Old Brecon Bank, mackerel lines trailed into the Oort Cloud
fifteen in 1920, a generation missing

a startled hare racing through the gap between
tu mewn, tu mas, snooker on the telly

we wed a river, iron filings rearrange themselves
the palm of your hand was a map of the stars

that lost map of the forest, the one that had no core
I still need her to help me say Ystumllwynarth

there's a bear in there somewhere, Arth, Arthur
cynnu'r tân, the fire in Llŷn, we shall light such a candle

now I hear the wolf breathing on my neck, bad pixels
streaks and blobs and stress-fracture patterns

outside the museum there is literally no atmosphere
the near-zero chill of the trans-Neptunian plain, smoke

in tongues and the wolf lies down at your feet
curls around the rings that curl round your heart 



Rhiannon and the North Wind


Flash-bulb bursts in a cloud of white magnesium.
Chameleon and chemist, she has no need to rush.
Setting sun on the Irish Sea, a gentle breeze on her back.

'Faster!

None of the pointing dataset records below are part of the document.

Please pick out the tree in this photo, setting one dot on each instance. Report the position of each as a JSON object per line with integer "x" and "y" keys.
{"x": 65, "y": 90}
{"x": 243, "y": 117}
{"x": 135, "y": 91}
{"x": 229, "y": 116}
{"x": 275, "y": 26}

Faster!' the Red King cries but never catches up.
Horsemen and horses die in foam beside the road.
Her spine is set in lightly-swaying stone.

In emerald beaded backless dress and riding boots,
leafing through a satchel of Dixie seventy-eights
her shoulder-blades jut out like embryonic wings.

Zeno and Newton join the chase. A bugle calls
the hounds of heaven spring from cages on the A470.
She hasn't broken a sweat yet, leans down to pluck a flower.

Three nights the chase goes on, dropping in in relays.
Rhiannon yawns prettily, sketches the sunset on her right.
Men drop gasping to their knees in lush green Dyfed fields.

In the darkroom the print is fixed and hanging up to dry
but there in gelatin-silver she is still a frantic blur
glass plates no more than men could ever catch her.

This wild hunt decimates only the pursuers
casualties are high in erotic metaphor.
One little glance and smile behind, then on she trots.




Philosophy of Travel


is the annihilation of distance
or the echo of desire
even the concept of capital
the birth of each new day and its death
the pompous something of something else
something you never heard of
an alligator's song, a high-heeled shoe
hung on a swamp fence, ultramarine
the tinny whine that starts inside my ear
if I'm alone too long or too quiet
the money of love, the love of honey.

Four hundred miles between, I study guide books
suggest meeting one day in a cathedral town
imagine the early starts and the last trains back
the loafing of cloisters, the dunk of biscuits
the ache and the treasure, the listening
the little gifts, the brush of fingers
you know I mean the kiss. You


Geoff Sawers’ most recent publication is ‘Silver In My Mines: Peter Hay’s work for Two Rivers Press 1994-2003′(Buffalo, New York, 2022). Born in 1966, he was only diagnosed as autistic in his fifties. He lives in Reading (UK).